T Ü R K İ Y E ' N İ N    B İ R İ K İ M İ
Y A Z A R L A R 2 ŞUBAT 2006 PERŞEMBE
  Ana Sayfa
  Gündem
  Politika
  Ekonomi
  Dünya
  Aktüel
  Spor
  Yazarlar
  Televizyon
  Sağlık
  Bugünkü Yeni Şafak
 
  657'liler Ailesi
  Bilişim
  Çalışanın Sesi
  Diziler
  Düşünce Gündemi
  İzdüşüm
  Kültür-Sanat
  Nar-ı Beyza
  Okur Sözcüsü
  Röportaj
  Sinema
  Yemek
  Zamanda Yolculuk
 
  Bize Yazın
  Abone Formu
  Temsilcilikler
  Reklam
  Künye
 
  Arşiv

  Yeni Şafak'ta Ara
 

Mehmet ŞEKER

Vadim o kadar kurtluydu ki...

Kurtlar Vadisi Irak filminde rol alan oyuncuları ve yapım ekibinde kimlerin bulunduğunu merak eden bir izleyici, jeneriğe bakacak ya...

Acırım o izleyicinin haline.

Filmin bitişinde jeneriğin akışı on dakika sürüyor.

İsim isim değil, sadece kaç kişi bulunduğunu saymaya kalkanın bile iflahı kesilir.

*

Böyle bir zahmete girmememiz için, Pana Film tarafından 3391 kostüm hazırlandığı açıklandı.

Biz de bu sayede finaldeki "Altın hızma"yı keyifle ve filmin içimize bıraktığı buruklukla dinledik.

Altın hızma mülayim / Seni haktan dileyim / Yaz günü temmuzda / Sen terle men sileyim.

Gün gördüm günler gördüm / Seni gördüm şad oldum.

Altın hızma incidi / Köynediv nar incidi / Menim lal olmuş dilim / Ne de duv yar incidi.

*

Filmin yönetmeni Serdar Akar, yapımcısı Raci Şaşmaz, senaryo Raci Şaşmaz ve Bahadır Özdener.

Başrol oyuncuları Necati Şaşmaz, Billy Zane, Ghassan Massoud ve Bergüzar Korel.

Müzik ve düzenlemeleri Gökhan Kırdar imzasını taşıyor.

Lütfi Kırdar Kongre ve Sergi Sarayı'ndaki galanın girişinde kapıyı ABD askerlerinin kıyafetlerini giymiş oyuncular tutmuştu.

Can sıkıcı bir sahne.

Giriş kartlarını onlara gösterip girmek gerekiyor.

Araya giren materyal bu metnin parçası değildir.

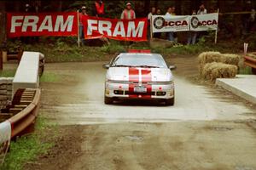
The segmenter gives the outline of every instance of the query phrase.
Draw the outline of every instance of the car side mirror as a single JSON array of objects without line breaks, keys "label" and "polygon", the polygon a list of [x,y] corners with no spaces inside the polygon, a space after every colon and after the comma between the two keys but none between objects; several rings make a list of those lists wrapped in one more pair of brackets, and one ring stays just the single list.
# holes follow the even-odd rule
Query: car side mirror
[{"label": "car side mirror", "polygon": [[109,67],[110,67],[109,64],[104,64],[104,65],[102,65],[102,68],[103,69],[109,69]]},{"label": "car side mirror", "polygon": [[169,66],[169,69],[170,69],[171,71],[176,70],[176,68],[177,68],[177,67],[176,67],[175,65],[173,65]]}]

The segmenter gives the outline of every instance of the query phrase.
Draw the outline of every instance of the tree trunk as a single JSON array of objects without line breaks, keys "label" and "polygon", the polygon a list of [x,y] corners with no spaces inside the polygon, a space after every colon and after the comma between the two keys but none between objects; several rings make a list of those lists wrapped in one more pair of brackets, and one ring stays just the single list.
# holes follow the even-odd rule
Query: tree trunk
[{"label": "tree trunk", "polygon": [[0,1],[0,43],[6,39],[6,8],[5,8],[5,1]]}]

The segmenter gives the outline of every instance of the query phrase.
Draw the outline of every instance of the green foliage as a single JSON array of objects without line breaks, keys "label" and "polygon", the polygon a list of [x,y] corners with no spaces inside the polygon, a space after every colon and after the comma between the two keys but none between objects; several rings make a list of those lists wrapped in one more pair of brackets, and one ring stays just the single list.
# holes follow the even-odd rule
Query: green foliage
[{"label": "green foliage", "polygon": [[102,52],[110,54],[125,51],[124,46],[118,45],[118,44],[105,45],[105,46],[102,47],[101,49]]},{"label": "green foliage", "polygon": [[48,128],[49,125],[46,125],[44,120],[38,118],[36,123],[38,133],[12,141],[10,150],[0,169],[21,170],[26,162],[35,160],[40,154],[46,154],[47,150],[53,146],[51,143],[43,142],[44,138],[46,137],[44,130]]}]

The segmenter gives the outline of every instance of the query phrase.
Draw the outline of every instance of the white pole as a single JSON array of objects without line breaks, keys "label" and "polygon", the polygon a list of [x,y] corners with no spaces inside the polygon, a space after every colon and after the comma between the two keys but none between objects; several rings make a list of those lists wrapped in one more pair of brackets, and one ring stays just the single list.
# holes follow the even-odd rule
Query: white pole
[{"label": "white pole", "polygon": [[80,47],[80,32],[79,32],[79,10],[77,11],[77,14],[78,14],[78,45],[79,48]]},{"label": "white pole", "polygon": [[[217,13],[218,13],[218,13],[219,13],[219,8],[218,8],[217,10]],[[215,40],[214,40],[214,42],[215,44],[217,43],[217,38],[218,38],[218,24],[217,26],[217,29],[215,31]]]},{"label": "white pole", "polygon": [[152,16],[150,17],[150,39],[153,38],[153,24],[152,24]]}]

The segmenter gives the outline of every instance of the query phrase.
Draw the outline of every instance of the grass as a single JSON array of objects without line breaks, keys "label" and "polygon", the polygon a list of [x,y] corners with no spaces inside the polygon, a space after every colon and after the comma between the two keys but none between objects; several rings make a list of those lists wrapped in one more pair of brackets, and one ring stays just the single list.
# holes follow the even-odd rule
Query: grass
[{"label": "grass", "polygon": [[53,143],[45,141],[49,125],[43,118],[37,119],[35,128],[35,133],[11,142],[9,152],[0,167],[1,170],[21,170],[26,163],[34,161],[39,155],[46,154],[53,146]]},{"label": "grass", "polygon": [[40,82],[59,82],[60,80],[61,77],[59,75],[49,71],[44,71],[43,76],[40,77]]},{"label": "grass", "polygon": [[13,77],[15,75],[16,71],[15,70],[6,70],[0,71],[0,77]]}]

Kardeşim, arka kapısı yok mu bu binanın diyerek arayışa kalkıştım ama beyhude bir çabaydı.

DAVULCU

Kalabalık bir kadro olduğunu belirttik.

Oradan aklımda kalan bir isim var:

"Davulcu: Yakup Davulcu".

İsabet.

Yalnız, zurnacı olmamış.

"Zurnacı: Mehmet Davulcu".

ÇUVAL HADİSESİ

Hikâye 4 Temmuz 2003 tarihinde yaşanan meşhur "çuval hadisesi" ile başlıyor.

Irak'taki Türk askerlerinin başlarına çuval geçirilerek sınır dışı edilmelerini hazmedemeyen Üsteğmen Süleyman, Polat Alemdar'a mektup bırakarak canına kıyar.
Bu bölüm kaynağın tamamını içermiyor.